Entre os documentos solicitados pela intimação do Texas estão “registros pessoais completos” de funcionários ou contratados que avaliaram pacientes que buscaram, forneceram ou cobraram por cuidados de afirmação de gênero em hospitais designados, bem como todos os seus supervisores.

As intimações também exigem “documentação suficiente para identificar cada paciente” que recebeu tal atendimento, bem como extensos registros médicos relacionados à doença e ao tratamento.

“A intimação (da NYU) coloca os prestadores de serviços médicos e administradores hospitalares em um processo criminal apenas para fornecer esses cuidados”, disse New York Atty. General Letitia James em um breve discurso no Tribunal Distrital dos EUA para o Distrito Norte da Califórnia na quarta-feira. Este documento é assinado por California Atty. General Rob Bonta e 18 parceiros democratas de todo o país.

Em comunicado, o Hospital Infantil de Stanford disse que está “comprometido em cumprir todas as leis, proteger a privacidade dos pacientes que atendemos e fornecer o melhor atendimento possível”.

Enquanto isso, o Departamento de Justiça até agora procurou condenar totalmente a história.

Falando no tribunal na terça-feira, o assistente US Atty. John Wollman considerou cuidadosamente a questão da intimação do Texas no centro do processo.

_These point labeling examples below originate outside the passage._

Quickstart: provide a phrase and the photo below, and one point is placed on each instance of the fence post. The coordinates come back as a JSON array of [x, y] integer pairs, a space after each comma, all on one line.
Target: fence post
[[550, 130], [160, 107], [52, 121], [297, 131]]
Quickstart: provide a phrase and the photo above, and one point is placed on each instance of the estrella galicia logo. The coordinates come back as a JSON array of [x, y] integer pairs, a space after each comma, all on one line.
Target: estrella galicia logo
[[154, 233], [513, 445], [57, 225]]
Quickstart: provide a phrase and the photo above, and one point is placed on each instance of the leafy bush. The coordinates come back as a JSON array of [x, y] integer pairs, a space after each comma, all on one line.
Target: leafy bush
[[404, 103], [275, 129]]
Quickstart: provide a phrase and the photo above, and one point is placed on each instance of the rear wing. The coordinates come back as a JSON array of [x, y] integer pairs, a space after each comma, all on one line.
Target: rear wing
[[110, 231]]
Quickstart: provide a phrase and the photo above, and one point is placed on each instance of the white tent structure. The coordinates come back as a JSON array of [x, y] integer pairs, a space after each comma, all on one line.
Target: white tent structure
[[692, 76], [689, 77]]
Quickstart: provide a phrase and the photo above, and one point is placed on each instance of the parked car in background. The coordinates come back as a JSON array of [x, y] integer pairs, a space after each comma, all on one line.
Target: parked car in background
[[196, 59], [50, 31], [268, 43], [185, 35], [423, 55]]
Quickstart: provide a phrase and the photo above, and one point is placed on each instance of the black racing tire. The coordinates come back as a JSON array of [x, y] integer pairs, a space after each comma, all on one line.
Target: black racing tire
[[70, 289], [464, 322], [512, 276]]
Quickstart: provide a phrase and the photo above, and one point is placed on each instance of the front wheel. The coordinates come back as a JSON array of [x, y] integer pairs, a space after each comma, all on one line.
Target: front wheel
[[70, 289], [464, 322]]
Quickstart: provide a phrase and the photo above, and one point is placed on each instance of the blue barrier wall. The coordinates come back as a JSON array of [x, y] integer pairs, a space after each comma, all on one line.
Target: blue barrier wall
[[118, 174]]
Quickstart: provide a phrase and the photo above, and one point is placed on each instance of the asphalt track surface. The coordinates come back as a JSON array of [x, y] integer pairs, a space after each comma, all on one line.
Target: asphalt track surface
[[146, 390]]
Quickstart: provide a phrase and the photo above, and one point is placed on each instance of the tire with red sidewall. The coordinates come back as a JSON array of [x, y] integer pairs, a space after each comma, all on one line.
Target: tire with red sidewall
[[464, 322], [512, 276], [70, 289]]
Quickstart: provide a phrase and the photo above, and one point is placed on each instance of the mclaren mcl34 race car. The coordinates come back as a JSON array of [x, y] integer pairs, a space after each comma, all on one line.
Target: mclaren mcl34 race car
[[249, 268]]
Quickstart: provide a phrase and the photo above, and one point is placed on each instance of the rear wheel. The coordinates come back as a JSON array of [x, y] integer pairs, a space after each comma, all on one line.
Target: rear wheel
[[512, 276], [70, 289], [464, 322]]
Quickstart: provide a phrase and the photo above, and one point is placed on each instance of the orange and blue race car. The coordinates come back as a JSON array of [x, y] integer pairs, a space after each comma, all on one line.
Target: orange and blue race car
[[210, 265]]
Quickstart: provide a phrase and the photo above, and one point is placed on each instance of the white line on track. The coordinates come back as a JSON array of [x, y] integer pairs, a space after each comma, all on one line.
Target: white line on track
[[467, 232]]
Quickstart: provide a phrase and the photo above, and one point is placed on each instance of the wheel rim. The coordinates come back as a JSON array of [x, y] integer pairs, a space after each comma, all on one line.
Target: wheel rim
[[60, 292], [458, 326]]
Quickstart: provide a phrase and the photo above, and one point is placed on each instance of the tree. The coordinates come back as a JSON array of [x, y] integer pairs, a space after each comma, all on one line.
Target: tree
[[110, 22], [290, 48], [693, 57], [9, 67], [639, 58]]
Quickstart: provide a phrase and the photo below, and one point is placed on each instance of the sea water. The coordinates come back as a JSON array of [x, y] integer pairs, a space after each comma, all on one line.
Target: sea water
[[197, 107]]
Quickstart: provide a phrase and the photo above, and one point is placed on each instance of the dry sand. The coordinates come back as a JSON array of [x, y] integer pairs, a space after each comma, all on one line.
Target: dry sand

“Obviamente, não podemos dizer nada para confirmar ou negar a existência de uma intimação do grande júri”, disse Wollman. “Qualquer moção para anular esta intimação – presumindo que exista – deve ser levada ao Distrito Norte do Texas.”

O Departamento de Justiça não respondeu às perguntas sobre por que estava investigando o caso no Texas. Mas os críticos apontam que o Distrito Norte do estado tem sido visto como um local privilegiado para contestações jurídicas conservadoras.

“Eles estão procurando fóruns”, disse Minter. “O hospital ‘investigativo’ deles não tem absolutamente nada a ver com o Texas.”

O advogado sublinhou que uma vitória da administração no caso de Stanford poderia abrir futuras investigações sobre tratamentos mais comuns, como o VIH ou o aborto.

“É um exemplo que todos podem usar”, disse ele. “Esta administração está cruzando limites que, uma vez cruzados, são muito difíceis de desfazer”.